Try to do an event with instructors. I'm a pretty good driver but learned lots from my instructor. He was also a race car driver which proved to be a terrifying experience when it was his turn to show me what the car can do. He showed me an entirely different limit.


----------



## ittamaticstatic (Nov 5, 2003)

Damn that sounded like fun! Too bad those fogies in thier pride and joy car didn't let you pass them for the next set of turns. Get some juice for the straights next time and you'll really spook them.


----------



## pete? (Jul 6, 2004)

if you do simple things like add adjustable shocks but keep the stock springs you can dial up the shocks on track day and the car will corner flatter, but you can take them back down for road driving and have a nicer ride. get a set of smaller and lighter wheels like some 16 inch or even 15 inch rotas and slap some azenis on them. get some nitrous and you will have allot of fun with those cars. there is nothing like pulling up next to a car that is supposed to be a "sports car" in a sentra and waving at him :thumbup:


----------



## sukebegigi (Mar 5, 2005)

pete? said:


> if you do simple things like add adjustable shocks but keep the stock springs you can dial up the shocks on track day and the car will corner flatter, but you can take them back down for road driving and have a nicer ride. get a set of smaller and lighter wheels like some 16 inch or even 15 inch rotas and slap some azenis on them. get some nitrous and you will have allot of fun with those cars. there is nothing like pulling up next to a car that is supposed to be a "sports car" in a sentra and waving at him :thumbup:


Some good advice but I'm going mod free so long as I own this car. While I do understand the benefits, I also have priorities (Mortgage, RRSP, rub n' tug massages, etc).


----------



## redshoes (May 30, 2005)

i totally know what you are saying about those german cars (and their drivers). I work at a german import dealership and am not in the least bit surprised you gave a TT a run for its money in a car that is maybe a 1/3 it's price. I drive audis, porsches and bmw's every day. But when I recently got to drive an 02 spec v, (which I hope to buy saturday) it was the best driving experience I have had since I was given 30 min. alone with an M5. I hope to soon be showing my friends with A4 1.8T's what corners feel like.


----------



## ittamaticstatic (Nov 5, 2003)

True you spec will take those cars off the line and hold them for a bit, but my buddy stock 1.8t passed me fast once we reached 100mph. You just can't beat forced induction at high speeds.


----------



## sukebegigi (Mar 5, 2005)

ittamaticstatic said:


> True you spec will take those cars off the line and hold them for a bit, but my buddy stock 1.8t passed me fast once we reached 100mph. You just can't beat forced induction at high speeds.

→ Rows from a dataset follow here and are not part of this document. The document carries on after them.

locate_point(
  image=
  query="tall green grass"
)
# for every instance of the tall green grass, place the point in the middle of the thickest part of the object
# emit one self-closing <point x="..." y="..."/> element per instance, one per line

But I'm not talking about road racing. I'm talking about track driving (it was emphasized that I was not actually racing as per insurance regulations). In fact, once in the corners, even the M3s were getting in my way, mostly cause this car gives you so much confidence straight away. You just have to believe. It's limits are quite unreal for a car that costs 25k loaded (canadian $). I felt proud everytime my car was mentioned. And it was mentioned alot.


----------



## ittamaticstatic (Nov 5, 2003)

Thats awesome, and it's great that your car gives you a lot of confidence. I remember when I first got mine and realized how over-rated the continental's were. All I can say is I did a 360 on the highway and was reluctant to push the limits for a while. I never hit anyone though. I'm sure your having better luck then I did :cheers:


----------